Wednesday, August 27, 2008

First Trip to the Gunks

Yesterday Nate and I went climbing in The Gunks. Despite some unfortunate setbacks, it was a great trip.

The Gunks is on The Mohonk Preserve, a privately owned
wildlife/recreation preserve of 6700 acres. We both payed 75 dollars for a yearly membership. In exchange for that, the trails are all really well maintained, there's a nice visitor center, they have programs almost every weekend on everything from Leave No Trace to singles nights.

The rock is nothing like I've ever climbed on. It's characterized by horizontal as opposed to vertical cracks and TONS of overhangs, ceilings and roofs everywhere. Even many of the easier routes go up and around big imposing overhangs.

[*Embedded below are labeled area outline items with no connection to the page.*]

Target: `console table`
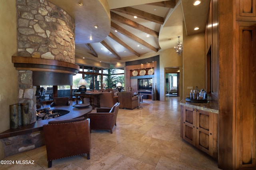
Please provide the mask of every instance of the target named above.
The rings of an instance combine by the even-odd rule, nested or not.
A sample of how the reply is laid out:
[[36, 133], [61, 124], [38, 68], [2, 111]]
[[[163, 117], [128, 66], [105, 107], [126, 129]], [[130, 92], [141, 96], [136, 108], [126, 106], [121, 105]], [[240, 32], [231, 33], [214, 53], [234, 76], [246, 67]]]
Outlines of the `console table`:
[[[92, 109], [94, 109], [95, 107], [100, 107], [100, 98], [101, 93], [74, 93], [76, 98], [76, 103], [78, 104], [78, 98], [80, 97], [82, 100], [82, 103], [84, 103], [84, 98], [86, 98], [90, 99], [90, 104], [92, 107]], [[97, 99], [97, 104], [94, 104], [93, 101], [94, 97]]]

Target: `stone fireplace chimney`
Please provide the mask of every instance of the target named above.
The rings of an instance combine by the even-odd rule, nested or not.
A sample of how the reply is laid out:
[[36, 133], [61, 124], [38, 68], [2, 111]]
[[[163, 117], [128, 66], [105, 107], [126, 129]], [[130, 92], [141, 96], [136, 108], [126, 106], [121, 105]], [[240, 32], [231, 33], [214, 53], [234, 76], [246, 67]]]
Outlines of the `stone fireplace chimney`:
[[75, 63], [74, 21], [46, 0], [16, 0], [18, 102], [28, 103], [36, 121], [36, 85], [72, 85]]

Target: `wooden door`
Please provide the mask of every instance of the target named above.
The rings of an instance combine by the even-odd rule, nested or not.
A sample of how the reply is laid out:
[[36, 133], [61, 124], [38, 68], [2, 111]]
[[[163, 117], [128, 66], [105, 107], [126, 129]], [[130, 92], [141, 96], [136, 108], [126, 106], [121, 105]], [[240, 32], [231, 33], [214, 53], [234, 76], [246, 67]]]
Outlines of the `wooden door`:
[[198, 110], [196, 113], [196, 146], [213, 156], [212, 113]]
[[183, 107], [183, 139], [196, 144], [196, 109], [184, 106]]

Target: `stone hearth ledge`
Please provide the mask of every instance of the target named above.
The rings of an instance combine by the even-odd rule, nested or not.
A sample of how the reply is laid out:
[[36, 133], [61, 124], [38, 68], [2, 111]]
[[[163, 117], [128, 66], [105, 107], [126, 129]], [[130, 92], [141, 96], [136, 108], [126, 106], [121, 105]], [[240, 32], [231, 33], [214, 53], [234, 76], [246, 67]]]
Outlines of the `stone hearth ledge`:
[[43, 125], [48, 124], [50, 121], [64, 121], [84, 116], [92, 110], [92, 106], [84, 108], [78, 108], [70, 106], [58, 106], [51, 107], [51, 109], [63, 109], [69, 111], [70, 113], [63, 116], [47, 120], [38, 121], [26, 126], [18, 127], [15, 129], [10, 129], [0, 133], [0, 139], [24, 134], [43, 130]]
[[207, 103], [195, 103], [188, 102], [182, 100], [180, 103], [180, 105], [192, 108], [197, 109], [202, 111], [217, 114], [219, 113], [218, 103], [211, 101]]

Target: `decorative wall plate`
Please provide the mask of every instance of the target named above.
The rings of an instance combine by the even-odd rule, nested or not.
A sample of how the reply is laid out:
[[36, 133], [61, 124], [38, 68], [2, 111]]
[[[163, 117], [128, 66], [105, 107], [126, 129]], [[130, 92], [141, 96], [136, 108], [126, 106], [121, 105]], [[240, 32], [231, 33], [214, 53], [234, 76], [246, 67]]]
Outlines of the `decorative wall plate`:
[[146, 74], [146, 70], [141, 70], [140, 71], [140, 75], [144, 75]]
[[154, 69], [151, 68], [148, 71], [148, 75], [152, 75], [154, 74]]
[[134, 70], [132, 71], [132, 73], [134, 76], [137, 76], [138, 74], [138, 71], [137, 70]]

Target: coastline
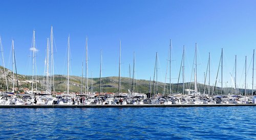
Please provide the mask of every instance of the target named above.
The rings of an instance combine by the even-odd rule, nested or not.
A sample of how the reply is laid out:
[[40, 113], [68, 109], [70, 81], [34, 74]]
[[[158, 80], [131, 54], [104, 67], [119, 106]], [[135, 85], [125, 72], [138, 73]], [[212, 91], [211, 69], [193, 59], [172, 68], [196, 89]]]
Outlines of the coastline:
[[0, 108], [105, 108], [105, 107], [172, 107], [256, 106], [256, 104], [110, 104], [110, 105], [2, 105]]

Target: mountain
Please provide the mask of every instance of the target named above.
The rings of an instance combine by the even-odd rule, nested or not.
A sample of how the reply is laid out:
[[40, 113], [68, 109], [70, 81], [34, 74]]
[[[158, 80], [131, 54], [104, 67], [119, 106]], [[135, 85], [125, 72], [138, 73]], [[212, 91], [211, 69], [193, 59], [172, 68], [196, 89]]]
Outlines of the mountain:
[[[7, 81], [8, 84], [8, 88], [9, 91], [12, 87], [12, 72], [6, 68], [7, 73]], [[35, 76], [34, 76], [35, 77]], [[18, 79], [18, 86], [20, 92], [23, 92], [23, 89], [27, 88], [29, 89], [31, 88], [32, 85], [32, 76], [27, 76], [24, 75], [17, 74], [17, 77]], [[37, 76], [37, 89], [39, 90], [44, 90], [44, 76]], [[67, 90], [67, 75], [54, 75], [54, 86], [55, 91], [57, 92], [64, 92]], [[15, 87], [17, 86], [16, 75], [14, 74]], [[120, 77], [121, 79], [121, 92], [123, 93], [127, 93], [128, 90], [131, 91], [132, 89], [132, 79], [127, 77]], [[70, 91], [73, 92], [81, 92], [81, 77], [76, 76], [70, 76]], [[135, 91], [138, 93], [149, 93], [150, 83], [150, 81], [148, 80], [143, 79], [135, 79]], [[85, 91], [86, 79], [83, 78], [83, 91]], [[34, 82], [35, 82], [34, 81]], [[88, 79], [88, 91], [91, 91], [91, 83], [92, 79]], [[92, 80], [92, 87], [93, 92], [99, 92], [99, 78], [94, 78]], [[156, 82], [155, 82], [153, 88], [153, 82], [151, 81], [152, 85], [152, 91], [153, 91], [153, 88], [156, 91]], [[33, 86], [35, 88], [36, 84], [34, 83]], [[164, 83], [158, 82], [158, 93], [162, 93], [164, 90]], [[190, 88], [189, 88], [190, 85]], [[201, 83], [198, 83], [198, 90], [201, 93], [203, 92], [204, 85]], [[166, 83], [165, 87], [165, 93], [169, 93], [169, 84]], [[208, 93], [208, 86], [205, 86], [205, 93]], [[212, 92], [214, 87], [210, 86], [211, 93]], [[102, 92], [113, 92], [117, 93], [118, 91], [118, 77], [112, 76], [101, 78], [101, 91]], [[172, 83], [171, 88], [173, 93], [182, 93], [182, 83]], [[194, 82], [186, 82], [185, 83], [185, 89], [195, 89]], [[4, 74], [4, 68], [0, 66], [0, 89], [3, 91], [6, 91], [6, 84], [5, 81], [5, 76]], [[240, 92], [244, 92], [244, 89], [239, 89]], [[233, 88], [224, 88], [224, 92], [227, 92], [230, 93], [234, 92]], [[248, 90], [248, 93], [251, 93], [251, 91]], [[221, 88], [220, 87], [216, 87], [215, 93], [220, 94], [221, 93]]]

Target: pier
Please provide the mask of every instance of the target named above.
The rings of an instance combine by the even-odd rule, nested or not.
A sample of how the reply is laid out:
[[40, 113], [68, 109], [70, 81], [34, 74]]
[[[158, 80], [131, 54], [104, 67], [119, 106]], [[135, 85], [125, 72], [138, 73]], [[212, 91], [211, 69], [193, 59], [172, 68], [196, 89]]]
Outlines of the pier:
[[106, 108], [106, 107], [172, 107], [256, 106], [256, 104], [111, 104], [111, 105], [2, 105], [0, 108]]

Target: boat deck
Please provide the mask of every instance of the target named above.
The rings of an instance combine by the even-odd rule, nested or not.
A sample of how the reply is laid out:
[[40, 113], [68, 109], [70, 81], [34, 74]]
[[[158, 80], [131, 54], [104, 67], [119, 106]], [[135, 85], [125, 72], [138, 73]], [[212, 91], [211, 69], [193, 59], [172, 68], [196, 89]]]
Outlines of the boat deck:
[[103, 108], [103, 107], [211, 107], [256, 106], [256, 104], [113, 104], [113, 105], [1, 105], [0, 108]]

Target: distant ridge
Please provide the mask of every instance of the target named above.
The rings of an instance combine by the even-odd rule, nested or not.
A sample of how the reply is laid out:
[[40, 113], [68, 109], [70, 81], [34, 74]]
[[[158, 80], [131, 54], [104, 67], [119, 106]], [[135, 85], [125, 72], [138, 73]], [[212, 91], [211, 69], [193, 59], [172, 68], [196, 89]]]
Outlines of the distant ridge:
[[[7, 75], [7, 80], [8, 83], [8, 87], [9, 91], [11, 91], [12, 86], [12, 72], [6, 69], [6, 73]], [[23, 92], [23, 89], [27, 88], [29, 89], [31, 88], [31, 79], [32, 76], [27, 76], [18, 74], [19, 89], [20, 90], [20, 92]], [[62, 92], [67, 90], [67, 76], [63, 75], [54, 75], [54, 83], [55, 89], [56, 92]], [[43, 90], [43, 76], [37, 76], [37, 87], [38, 90]], [[17, 82], [16, 79], [16, 75], [15, 75], [15, 87], [17, 87]], [[131, 91], [132, 83], [130, 83], [130, 78], [128, 77], [121, 77], [121, 92], [123, 93], [127, 93], [128, 90]], [[83, 78], [83, 91], [85, 91], [86, 81], [86, 79], [84, 77]], [[72, 92], [79, 93], [81, 92], [81, 77], [77, 76], [70, 76], [70, 91]], [[144, 79], [135, 79], [135, 91], [136, 92], [138, 93], [149, 93], [150, 88], [150, 81]], [[88, 91], [91, 91], [91, 78], [88, 79]], [[93, 92], [99, 92], [99, 78], [93, 78]], [[185, 89], [189, 88], [189, 85], [190, 84], [190, 89], [195, 89], [195, 83], [186, 82], [185, 83]], [[153, 92], [153, 81], [151, 81], [152, 84], [152, 91]], [[0, 66], [0, 90], [3, 91], [6, 91], [6, 86], [5, 82], [5, 74], [4, 72], [4, 68]], [[201, 93], [203, 93], [204, 85], [201, 83], [198, 83], [199, 86], [199, 90]], [[101, 89], [102, 92], [113, 92], [116, 93], [118, 90], [118, 77], [117, 76], [110, 76], [106, 77], [101, 78]], [[164, 86], [164, 83], [161, 82], [158, 82], [158, 93], [160, 94], [163, 93], [163, 91]], [[155, 86], [156, 86], [156, 83]], [[173, 93], [182, 93], [182, 83], [171, 83]], [[156, 89], [156, 88], [155, 88]], [[214, 87], [210, 86], [211, 93], [212, 94]], [[220, 94], [221, 93], [221, 88], [220, 87], [216, 87], [215, 94], [217, 93]], [[244, 89], [238, 89], [241, 93], [244, 93]], [[231, 93], [232, 91], [234, 91], [233, 88], [223, 88], [224, 92], [225, 93], [228, 91], [228, 93]], [[251, 90], [247, 90], [248, 93], [251, 95]], [[166, 84], [165, 93], [169, 93], [169, 83]], [[205, 86], [205, 93], [208, 93], [208, 86]], [[248, 94], [247, 93], [247, 94]]]

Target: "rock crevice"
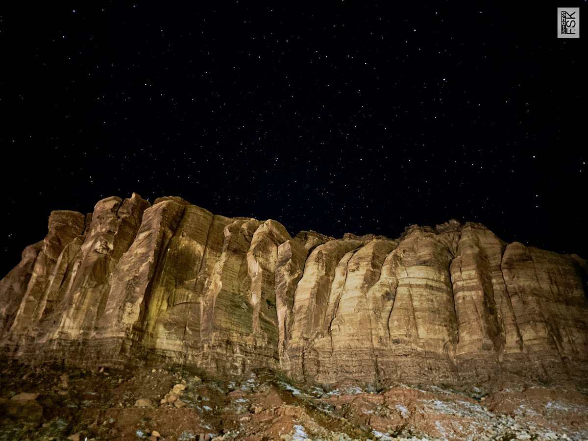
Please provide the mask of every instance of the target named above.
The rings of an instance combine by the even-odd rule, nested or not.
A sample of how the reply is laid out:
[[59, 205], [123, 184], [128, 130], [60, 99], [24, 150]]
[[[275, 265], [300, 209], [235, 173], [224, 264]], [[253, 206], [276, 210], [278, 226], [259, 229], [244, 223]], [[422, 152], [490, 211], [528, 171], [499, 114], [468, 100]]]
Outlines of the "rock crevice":
[[326, 384], [584, 384], [587, 268], [477, 223], [292, 238], [133, 193], [51, 213], [0, 281], [0, 347], [29, 363], [269, 367]]

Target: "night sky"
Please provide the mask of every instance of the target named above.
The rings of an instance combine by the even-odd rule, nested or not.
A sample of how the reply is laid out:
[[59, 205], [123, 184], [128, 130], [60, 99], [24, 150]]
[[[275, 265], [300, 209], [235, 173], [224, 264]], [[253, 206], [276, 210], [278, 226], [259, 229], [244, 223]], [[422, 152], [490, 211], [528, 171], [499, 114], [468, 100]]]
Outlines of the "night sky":
[[588, 258], [588, 34], [556, 28], [584, 2], [13, 3], [2, 275], [52, 210], [133, 191], [293, 236], [453, 218]]

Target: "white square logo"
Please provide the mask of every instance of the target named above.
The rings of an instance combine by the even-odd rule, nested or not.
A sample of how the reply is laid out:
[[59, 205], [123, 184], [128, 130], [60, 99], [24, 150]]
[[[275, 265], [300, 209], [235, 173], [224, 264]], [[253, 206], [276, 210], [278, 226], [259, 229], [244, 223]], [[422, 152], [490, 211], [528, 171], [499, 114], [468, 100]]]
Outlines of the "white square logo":
[[580, 8], [557, 8], [557, 38], [580, 38]]

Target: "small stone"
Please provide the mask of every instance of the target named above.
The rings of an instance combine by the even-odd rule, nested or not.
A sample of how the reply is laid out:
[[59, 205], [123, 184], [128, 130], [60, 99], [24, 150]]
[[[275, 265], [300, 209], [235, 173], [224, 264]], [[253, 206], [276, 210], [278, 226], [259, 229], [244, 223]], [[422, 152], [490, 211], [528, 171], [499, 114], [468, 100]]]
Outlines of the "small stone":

After a two hour drive from Princeton, we got thoroughly lost trying to find our route, a classic 5.6 called High Exposure, first done in 1941 by Hans Kraus and Fritz Wiessner. We started up the wrong route before realizing that it was definitely too hard to be rated 5.6. (That climb I think was actually Airy Aria, 5.8).

Finally we found some people and they told us that the route they were on was in fact High Exposure, so we ate our lunches and waited for them to finish. Nate lead the first pitch, and I proceeded to stub my toe and gash open a big bloody hole. Fortunately, putting on my climbing shoe really staunched the bleeding because of the compression/pressure of the shoe.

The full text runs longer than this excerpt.